When the platform team updates the base construct — adding a new tag requirement, enabling VPC Flow Logs, adjusting the NAT gateway configuration — all fifty consuming services pick up the change on their next synthesis. With Terraform, the same update propagation requires module versioning and registry publication, which adds friction that CDK teams avoid.

The second win is teams already writing TypeScript or Python. The infrastructure learning curve shrinks to CDK-specific concepts — constructs, stacks, App — rather than learning a new language on top of infrastructure concepts. Engineers stay in their IDE, use their existing test runners, and review infrastructure changes with the same pull request workflow used for application code. A Jest config that runs React component tests also runs VPC construct tests, without modification.

CDK Pipelines is a third strong case. Defining the deployment pipeline as CDK code means the pipeline updates itself when infrastructure changes. There is no separate pipeline configuration file to drift out of sync. When the pipeline stack changes, the pipeline updates itself before deploying the next stage — which is difficult to achieve with external CI tools.

When CDK Loses

If your infrastructure spans multiple clouds, CDK is not an option. CDK synthesizes to CloudFormation — a service that only exists in AWS. Terraform’s provider model handles AWS, Azure, GCP, and dozens of other platforms from the same configuration language. A team standardizing on Terraform for multi-cloud can define a network module once and apply it to an AWS VPC in one environment and a GCP VPC in another. CDK cannot do this. The investment in CDK constructs does not transfer.

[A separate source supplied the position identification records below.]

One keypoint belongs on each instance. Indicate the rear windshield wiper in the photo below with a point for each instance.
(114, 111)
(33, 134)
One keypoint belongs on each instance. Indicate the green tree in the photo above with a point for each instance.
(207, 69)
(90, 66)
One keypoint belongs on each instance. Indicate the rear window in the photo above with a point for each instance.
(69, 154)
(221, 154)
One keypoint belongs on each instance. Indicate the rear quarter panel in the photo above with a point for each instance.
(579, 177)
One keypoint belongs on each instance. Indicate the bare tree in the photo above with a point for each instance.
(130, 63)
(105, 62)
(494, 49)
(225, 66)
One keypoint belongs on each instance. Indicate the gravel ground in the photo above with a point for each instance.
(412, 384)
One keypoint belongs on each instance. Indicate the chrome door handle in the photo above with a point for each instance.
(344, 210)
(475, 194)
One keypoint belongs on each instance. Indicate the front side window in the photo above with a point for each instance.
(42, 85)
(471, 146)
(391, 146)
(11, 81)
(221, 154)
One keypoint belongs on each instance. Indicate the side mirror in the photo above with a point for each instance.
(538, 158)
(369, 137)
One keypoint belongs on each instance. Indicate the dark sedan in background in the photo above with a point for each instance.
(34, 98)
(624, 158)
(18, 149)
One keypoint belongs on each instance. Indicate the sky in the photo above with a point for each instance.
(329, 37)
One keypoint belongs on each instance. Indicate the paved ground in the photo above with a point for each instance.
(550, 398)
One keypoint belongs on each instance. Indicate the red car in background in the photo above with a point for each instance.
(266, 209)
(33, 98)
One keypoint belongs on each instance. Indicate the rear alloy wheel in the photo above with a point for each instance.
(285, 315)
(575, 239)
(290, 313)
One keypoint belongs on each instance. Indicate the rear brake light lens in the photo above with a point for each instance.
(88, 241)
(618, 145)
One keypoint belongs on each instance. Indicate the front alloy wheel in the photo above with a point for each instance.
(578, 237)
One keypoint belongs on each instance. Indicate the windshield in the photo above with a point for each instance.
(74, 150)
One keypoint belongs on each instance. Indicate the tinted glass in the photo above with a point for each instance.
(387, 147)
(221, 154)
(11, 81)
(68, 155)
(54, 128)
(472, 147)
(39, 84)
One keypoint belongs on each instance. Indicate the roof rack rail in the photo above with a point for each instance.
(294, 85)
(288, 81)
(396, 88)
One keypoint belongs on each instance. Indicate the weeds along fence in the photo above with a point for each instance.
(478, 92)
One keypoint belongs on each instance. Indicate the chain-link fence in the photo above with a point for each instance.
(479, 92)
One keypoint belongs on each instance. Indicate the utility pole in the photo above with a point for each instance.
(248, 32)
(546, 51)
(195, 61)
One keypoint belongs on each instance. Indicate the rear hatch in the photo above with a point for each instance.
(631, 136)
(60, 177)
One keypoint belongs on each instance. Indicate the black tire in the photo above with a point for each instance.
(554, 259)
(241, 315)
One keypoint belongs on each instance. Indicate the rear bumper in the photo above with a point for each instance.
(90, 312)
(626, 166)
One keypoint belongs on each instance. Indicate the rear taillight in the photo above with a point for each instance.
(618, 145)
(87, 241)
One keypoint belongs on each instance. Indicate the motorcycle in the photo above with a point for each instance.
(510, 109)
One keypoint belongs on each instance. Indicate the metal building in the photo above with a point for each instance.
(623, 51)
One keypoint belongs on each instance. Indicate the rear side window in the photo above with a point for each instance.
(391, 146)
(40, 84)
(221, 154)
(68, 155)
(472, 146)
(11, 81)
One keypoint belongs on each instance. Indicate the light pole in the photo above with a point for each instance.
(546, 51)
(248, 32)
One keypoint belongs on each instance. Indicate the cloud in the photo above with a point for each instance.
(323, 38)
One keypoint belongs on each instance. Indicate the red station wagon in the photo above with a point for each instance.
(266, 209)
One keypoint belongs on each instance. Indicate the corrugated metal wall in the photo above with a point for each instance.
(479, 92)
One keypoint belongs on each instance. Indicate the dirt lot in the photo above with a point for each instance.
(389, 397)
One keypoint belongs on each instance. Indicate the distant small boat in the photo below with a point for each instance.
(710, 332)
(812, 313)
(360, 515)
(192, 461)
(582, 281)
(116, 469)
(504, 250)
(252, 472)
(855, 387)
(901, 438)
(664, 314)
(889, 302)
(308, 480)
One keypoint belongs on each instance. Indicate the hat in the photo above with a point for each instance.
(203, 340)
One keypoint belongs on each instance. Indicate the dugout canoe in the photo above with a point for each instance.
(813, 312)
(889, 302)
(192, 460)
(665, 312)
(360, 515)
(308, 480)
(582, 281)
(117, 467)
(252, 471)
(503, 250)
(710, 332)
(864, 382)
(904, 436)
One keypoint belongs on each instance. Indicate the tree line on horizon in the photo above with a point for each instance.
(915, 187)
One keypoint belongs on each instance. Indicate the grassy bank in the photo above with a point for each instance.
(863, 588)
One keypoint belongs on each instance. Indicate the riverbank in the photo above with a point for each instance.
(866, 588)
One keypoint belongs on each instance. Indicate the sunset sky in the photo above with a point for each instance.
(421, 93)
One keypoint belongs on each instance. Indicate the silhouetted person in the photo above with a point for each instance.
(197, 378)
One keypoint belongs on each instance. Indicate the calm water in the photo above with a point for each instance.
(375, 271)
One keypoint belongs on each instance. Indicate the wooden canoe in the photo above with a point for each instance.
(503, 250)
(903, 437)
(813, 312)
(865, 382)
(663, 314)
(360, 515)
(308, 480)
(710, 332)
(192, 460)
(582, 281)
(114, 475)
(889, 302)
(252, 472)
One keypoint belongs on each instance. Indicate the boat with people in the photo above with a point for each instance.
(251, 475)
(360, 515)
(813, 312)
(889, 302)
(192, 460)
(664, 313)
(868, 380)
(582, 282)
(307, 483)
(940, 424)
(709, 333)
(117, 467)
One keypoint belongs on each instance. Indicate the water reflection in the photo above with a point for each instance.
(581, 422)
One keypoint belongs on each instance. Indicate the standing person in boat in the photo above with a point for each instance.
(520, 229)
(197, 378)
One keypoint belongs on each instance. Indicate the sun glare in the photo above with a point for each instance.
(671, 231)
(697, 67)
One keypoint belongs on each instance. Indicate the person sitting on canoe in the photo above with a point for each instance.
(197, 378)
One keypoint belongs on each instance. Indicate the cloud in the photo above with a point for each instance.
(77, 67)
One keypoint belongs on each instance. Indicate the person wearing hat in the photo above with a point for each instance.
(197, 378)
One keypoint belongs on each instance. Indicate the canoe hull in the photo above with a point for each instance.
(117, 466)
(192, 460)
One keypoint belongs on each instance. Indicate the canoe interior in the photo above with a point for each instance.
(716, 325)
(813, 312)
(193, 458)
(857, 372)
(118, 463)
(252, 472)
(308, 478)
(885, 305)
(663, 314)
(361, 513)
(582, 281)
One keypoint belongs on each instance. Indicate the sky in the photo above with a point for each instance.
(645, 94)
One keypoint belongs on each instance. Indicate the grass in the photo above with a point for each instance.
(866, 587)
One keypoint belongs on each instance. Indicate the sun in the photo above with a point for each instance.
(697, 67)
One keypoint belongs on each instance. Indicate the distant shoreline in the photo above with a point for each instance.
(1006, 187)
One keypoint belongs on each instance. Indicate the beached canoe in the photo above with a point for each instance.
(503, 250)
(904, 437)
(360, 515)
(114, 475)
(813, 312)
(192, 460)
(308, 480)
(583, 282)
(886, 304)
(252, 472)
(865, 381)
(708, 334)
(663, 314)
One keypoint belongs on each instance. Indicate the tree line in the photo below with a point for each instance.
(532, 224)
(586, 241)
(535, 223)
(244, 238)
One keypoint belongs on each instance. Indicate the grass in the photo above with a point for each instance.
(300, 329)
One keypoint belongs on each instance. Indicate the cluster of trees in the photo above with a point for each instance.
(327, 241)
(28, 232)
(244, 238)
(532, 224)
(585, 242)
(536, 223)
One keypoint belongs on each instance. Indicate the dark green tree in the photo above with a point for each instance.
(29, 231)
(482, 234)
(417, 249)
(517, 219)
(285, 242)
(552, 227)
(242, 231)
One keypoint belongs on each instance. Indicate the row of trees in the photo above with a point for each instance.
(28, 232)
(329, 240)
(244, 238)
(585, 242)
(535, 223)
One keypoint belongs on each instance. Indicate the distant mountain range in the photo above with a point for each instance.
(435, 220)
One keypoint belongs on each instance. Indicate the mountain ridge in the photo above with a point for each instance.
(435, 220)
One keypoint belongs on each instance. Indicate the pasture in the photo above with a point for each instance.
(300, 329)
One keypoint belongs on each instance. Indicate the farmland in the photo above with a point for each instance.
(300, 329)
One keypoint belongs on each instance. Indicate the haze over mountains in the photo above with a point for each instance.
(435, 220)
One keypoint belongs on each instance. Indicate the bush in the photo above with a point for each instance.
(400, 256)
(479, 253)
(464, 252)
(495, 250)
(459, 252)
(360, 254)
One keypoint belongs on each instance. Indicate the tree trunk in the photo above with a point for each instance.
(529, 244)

The second scenario is at large scale. CDK synthesis compiles TypeScript to CloudFormation JSON. For an infrastructure graph of 5000+ resources — a reasonable size for a large organization’s AWS footprint — the compilation step can take several minutes. Terraform’s plan phase handles state files of similar complexity faster because it does not compile a language to an intermediate format; it evaluates a declarative configuration directly against the state graph.

Slow synthesis extends deploy times and increases the temptation to skip CI and deploy locally to save time. Teams with large CDK apps often split them into multiple CDK apps with separate deploy pipelines, which adds operational complexity that Terraform avoids.

The third scenario is ops-focused teams who prefer infrastructure tooling that matches their mental model. CDK requires programming-language thinking: loops, conditionals, inheritance chains, type systems. An ops engineer who thinks in desired state, resource declarations, and dependency graphs may find CDK adds a translation layer between their intent and the infrastructure. Terraform HCL is closer to the metal — a declarative configuration format rather than a general-purpose language — and some teams consider that a feature.

One hybrid worth considering: CDK for application infrastructure (ECS services, RDS databases, API Gateways that live close to application code) and Terraform for foundational infrastructure (VPCs, shared IAM roles, account-level policies). Cross-stack references between CDK and Terraform are awkward, but this lets each tool handle what it does best.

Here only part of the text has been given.